User could only chuckle. “So have I,” he said. “In another way.”

His comment prompted nervous laughter from Amenthotep. “I had to come by a different route, of course,” he said. “Far easier than yours, I think. It took me a long time to learn how to travel here. I made a gate out of the door of your tomb, and when I passed through it, I was in front of your house.”

“Did you see Amantet?”

Amenthotep shook his head. “She would not have welcomed me.” It struck User that Amenthotep’s presence here might be forbidden, that the boy might be in danger. His worry must have shown on his face – Amenthotep shook his head. “No, I could have. But I didn’t want to see her yet.”

“Why not?”

“I…” Amenthotep averted his eyes. “I was angry at her for a long time. I’m still not sure…” He shook his head. “Enough of that. How was it for you?”


“The… the journey. Meeting her. Was it like they say?”

“I don’t think I should tell you that,” he replied. “The living aren’t meant to know. I’m sorry.” But seeing Amenthotep’s face fall, he continued anyway, on impulse. “It’s different in some ways. The judgement… the feather of Ma’at is heavier than I had thought it would be. In life, I should not have worried…”

Amenthotep smiled. “I never doubted that you would pass the judgement.”

“Someday, so will you.”

For a while neither of them spoke. There was an old woman playing a lute nearby, singing an old love song. User must have heard her do the same thing a thousand times, but somehow it felt different with Amenthotep at his side. Something had been put right within him which he hadn’t realized was wrong before.

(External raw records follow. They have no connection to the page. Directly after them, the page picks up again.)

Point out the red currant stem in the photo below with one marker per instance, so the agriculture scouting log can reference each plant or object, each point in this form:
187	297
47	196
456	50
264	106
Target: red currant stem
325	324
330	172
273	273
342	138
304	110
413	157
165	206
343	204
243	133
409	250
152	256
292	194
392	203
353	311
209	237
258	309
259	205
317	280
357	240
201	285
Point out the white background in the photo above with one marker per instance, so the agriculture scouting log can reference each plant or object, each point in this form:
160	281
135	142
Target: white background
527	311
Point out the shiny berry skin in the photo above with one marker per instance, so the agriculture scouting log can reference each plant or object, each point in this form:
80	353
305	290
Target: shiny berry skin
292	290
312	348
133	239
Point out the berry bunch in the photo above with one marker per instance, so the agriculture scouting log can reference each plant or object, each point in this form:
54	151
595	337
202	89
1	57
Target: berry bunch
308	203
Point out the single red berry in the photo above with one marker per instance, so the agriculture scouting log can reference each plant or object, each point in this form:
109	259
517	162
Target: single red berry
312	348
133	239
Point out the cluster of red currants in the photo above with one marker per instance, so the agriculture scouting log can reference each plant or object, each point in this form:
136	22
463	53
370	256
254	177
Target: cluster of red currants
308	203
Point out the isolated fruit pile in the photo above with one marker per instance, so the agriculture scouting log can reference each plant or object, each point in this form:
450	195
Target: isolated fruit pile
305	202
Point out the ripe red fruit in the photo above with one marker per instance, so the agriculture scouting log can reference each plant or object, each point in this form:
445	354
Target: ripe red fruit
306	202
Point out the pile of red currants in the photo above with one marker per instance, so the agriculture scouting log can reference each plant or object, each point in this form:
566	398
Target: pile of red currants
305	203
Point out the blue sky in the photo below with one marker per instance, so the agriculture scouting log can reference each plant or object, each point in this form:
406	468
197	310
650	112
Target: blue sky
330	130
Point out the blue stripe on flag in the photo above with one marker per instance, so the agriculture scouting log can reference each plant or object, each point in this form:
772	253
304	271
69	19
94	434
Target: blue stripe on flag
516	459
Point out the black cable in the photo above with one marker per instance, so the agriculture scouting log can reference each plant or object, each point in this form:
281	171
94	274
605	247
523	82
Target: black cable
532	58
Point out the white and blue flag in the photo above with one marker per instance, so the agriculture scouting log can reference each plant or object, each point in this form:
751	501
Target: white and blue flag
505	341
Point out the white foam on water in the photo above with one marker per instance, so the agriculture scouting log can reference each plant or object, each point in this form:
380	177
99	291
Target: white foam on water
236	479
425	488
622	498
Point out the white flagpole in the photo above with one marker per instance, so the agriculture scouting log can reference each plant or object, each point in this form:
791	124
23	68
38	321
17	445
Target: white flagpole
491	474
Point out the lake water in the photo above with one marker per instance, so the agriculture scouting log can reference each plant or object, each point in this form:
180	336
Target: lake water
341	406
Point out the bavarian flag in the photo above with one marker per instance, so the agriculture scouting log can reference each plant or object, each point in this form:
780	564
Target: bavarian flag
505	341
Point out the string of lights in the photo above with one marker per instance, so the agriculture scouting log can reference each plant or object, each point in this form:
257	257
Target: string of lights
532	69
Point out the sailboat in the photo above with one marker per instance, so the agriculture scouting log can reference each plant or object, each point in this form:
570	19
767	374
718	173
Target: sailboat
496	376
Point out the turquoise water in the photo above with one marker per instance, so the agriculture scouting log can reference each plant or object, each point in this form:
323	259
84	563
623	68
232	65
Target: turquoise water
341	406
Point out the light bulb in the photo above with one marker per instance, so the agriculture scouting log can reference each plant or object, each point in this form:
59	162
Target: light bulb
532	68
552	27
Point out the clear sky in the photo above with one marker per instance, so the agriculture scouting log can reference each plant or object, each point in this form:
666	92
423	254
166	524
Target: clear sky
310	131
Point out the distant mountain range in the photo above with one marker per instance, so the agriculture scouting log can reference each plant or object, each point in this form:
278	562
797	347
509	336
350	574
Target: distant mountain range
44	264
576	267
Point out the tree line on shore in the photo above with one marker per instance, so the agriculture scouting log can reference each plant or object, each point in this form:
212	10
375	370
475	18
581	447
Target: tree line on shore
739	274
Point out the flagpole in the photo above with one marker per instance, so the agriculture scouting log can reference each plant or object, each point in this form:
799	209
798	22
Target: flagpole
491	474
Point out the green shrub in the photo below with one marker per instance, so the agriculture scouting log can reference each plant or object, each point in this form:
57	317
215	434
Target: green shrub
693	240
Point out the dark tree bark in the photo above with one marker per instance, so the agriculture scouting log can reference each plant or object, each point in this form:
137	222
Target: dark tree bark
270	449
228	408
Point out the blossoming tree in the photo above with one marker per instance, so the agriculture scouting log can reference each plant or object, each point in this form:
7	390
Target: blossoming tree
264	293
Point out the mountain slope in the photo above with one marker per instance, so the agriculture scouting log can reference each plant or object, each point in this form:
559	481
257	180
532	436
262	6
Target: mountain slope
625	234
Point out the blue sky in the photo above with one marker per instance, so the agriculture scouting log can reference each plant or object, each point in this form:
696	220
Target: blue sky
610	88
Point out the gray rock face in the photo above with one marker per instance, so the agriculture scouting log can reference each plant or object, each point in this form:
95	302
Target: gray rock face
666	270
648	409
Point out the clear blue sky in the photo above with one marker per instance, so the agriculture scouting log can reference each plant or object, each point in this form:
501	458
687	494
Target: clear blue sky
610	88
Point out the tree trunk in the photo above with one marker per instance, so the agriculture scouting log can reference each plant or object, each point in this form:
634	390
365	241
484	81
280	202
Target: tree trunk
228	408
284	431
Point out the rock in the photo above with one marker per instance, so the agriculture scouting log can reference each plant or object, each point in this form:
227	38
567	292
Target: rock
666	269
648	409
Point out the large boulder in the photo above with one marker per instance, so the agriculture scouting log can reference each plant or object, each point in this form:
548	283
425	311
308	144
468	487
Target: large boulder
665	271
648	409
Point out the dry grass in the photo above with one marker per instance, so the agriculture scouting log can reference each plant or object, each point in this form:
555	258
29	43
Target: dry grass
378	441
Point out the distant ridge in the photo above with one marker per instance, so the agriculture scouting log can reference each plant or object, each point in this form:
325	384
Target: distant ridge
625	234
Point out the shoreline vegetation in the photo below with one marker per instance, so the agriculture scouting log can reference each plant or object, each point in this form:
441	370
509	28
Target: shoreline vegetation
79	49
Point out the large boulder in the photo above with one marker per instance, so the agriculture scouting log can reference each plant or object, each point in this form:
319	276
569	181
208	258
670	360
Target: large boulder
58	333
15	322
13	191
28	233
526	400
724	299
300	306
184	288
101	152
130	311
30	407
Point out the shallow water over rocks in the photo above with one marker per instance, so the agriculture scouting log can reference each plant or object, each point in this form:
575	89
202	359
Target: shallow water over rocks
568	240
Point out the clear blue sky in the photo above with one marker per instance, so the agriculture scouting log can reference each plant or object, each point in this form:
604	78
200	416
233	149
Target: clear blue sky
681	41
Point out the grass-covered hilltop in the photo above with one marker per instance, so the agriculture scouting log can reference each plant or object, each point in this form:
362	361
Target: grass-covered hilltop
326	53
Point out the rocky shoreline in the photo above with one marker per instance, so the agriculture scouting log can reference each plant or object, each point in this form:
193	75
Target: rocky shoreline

He could forget, for a little while, that Amenthotep was only a visitor in this land. But only for a little while.

“Why have you come?”

“I need you,” said Amenthotep, with a quiet desperation. Suddenly there were tears gathering at the corners of his eyes. Only then did User realize how young he still was, and how alone he must feel. “Please come back with me.”

What choice did he have?

He embraced Amenthotep. “Of course I will,” he said. “It would be an honour. I will be with you for as long as you need me.”


The afternoon is quiet. Amenthotep covers himelf with a powder made from herbs blessed at the temple Usually he would ask User to do it for him. He is grateful that his companion is kind enough, or embarrassed enough, to say nothing about what he did at the river. They barely speak to one another.

That evening, after a modest dinner on the boat, they return to Kebi’s home. She is waiting for them with an olive-oil lamp in her hands.

“This is my companion, User,” says Amenthotep, gesturing to him. If Kebi is shocked by his appearance she says nothing, although she must realize that this is the akh he mentioned in their earlier conversation.

User bows, although in life he and Kebi would have been of the same social status. “Good evening.”

“Good evening,” she replies. Whether she is nervous because of User or because of what they are about to do, Amenthotep cannot tell.

“Let’s go now,” he says. “Before it’s too dark.”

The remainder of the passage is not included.